Avrebbe investito tre ciclisti in appena dodici minuti, per poi presentarsi spontaneamente in questura e confessare. Una donna di 48 anni è stata arrestata con l’accusa di tentato omicidio plurimo dopo la drammatica sequenza di investimenti avvenuta la sera del 27 febbraio a Vigevano, in provincia di Pavia.
La comunità è sotto shock, mentre uno dei feriti resta ricoverato in condizioni critiche.
La sequenza degli investimenti
Secondo la ricostruzione degli investigatori, la donna era alla guida del proprio pick-up quando, ha travolto un barista 49enne residente in città. L’uomo è stato trasportato d’urgenza all’ospedale, dove si trova ricoverato in Rianimazione con lesioni gravi al torace e all’addome e prognosi riservata.

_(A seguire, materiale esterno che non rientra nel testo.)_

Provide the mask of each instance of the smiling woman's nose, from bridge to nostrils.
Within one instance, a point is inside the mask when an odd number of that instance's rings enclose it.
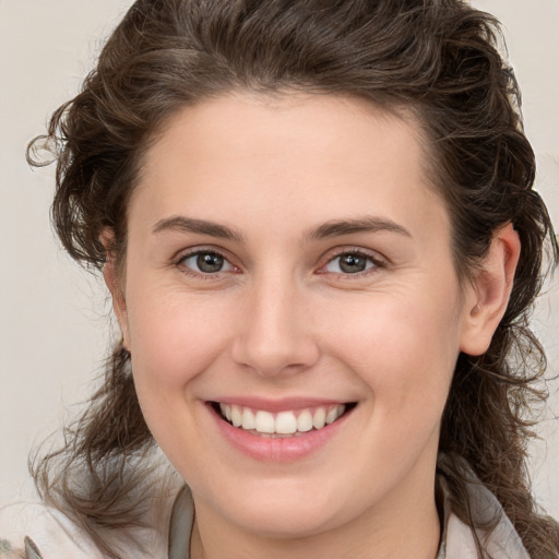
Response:
[[[294,281],[262,278],[247,294],[233,358],[261,376],[293,374],[312,367],[320,350],[309,297]]]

Subito dopo, senza fermarsi, avrebbe colpito una 18enne in corso Milano, urtandola con lo specchietto dell’auto e facendola cadere sull’asfalto. La giovane è stata ricoverata nello stesso ospedale, ma non è in pericolo di vita.
Pochi minuti più tardi un 51enne è stato a sua volta investito. L’uomo è riuscito a evitare conseguenze peggiori scansandosi all’ultimo istante. È stato lui a lanciare l’allarme prima di recarsi autonomamente in ospedale, dove è stato medicato e dimesso con cinque giorni di prognosi.
Durante la corsa del veicolo sarebbero state danneggiate anche diverse auto parcheggiate lungo la strada.
La fuga e la confessione in questura
Dopo gli investimenti, la donna si è allontanata in direzione di Pavia. Circa due ore più tardi si è presentata spontaneamente alla questura, parcheggiando il suv bianco nei pressi dell’ingresso.
Una pattuglia della squadra volante, che aveva già ricevuto la segnalazione del veicolo, l’ha intercettata mentre stava parcheggiando. Agli agenti avrebbe dichiarato di voler costituirsi, confessando quanto accaduto.
«Li ho investiti perché sono stufa, mi perseguitano da tempo», avrebbe detto inizialmente, parlando di insulti e prese in giro continue. In un secondo momento avrebbe però ritrattato, sostenendo di aver avuto un malore improvviso.
Il precedente e la richiesta di perizia psichiatrica
A carico della 48enne risulta un precedente per lesioni gravissime risalente al 2004. Attualmente si trova detenuta nel carcere e comparirà davanti al giudice per le indagini preliminari del Tribunale di Pavia per l’udienza di convalida.
E’ stata richiesta una perizia psichiatrica per valutare le condizioni della donna, che avrebbe ribadito di sentirsi perseguitata da anni.
Movente ancora da chiarire
Resta da comprendere cosa abbia spinto la donna a colpire tre persone che, secondo quanto emerso finora, non conosceva. L’inchiesta della Procura dovrà chiarire nel dettaglio dinamica, responsabilità e movente di una vicenda che, in poco più di dieci minuti, ha trasformato una serata ordinaria in un grave caso giudiziario.
Intanto Vigevano attende con apprensione aggiornamenti sulle condizioni del 49enne, ancora in lotta tra la vita e la morte.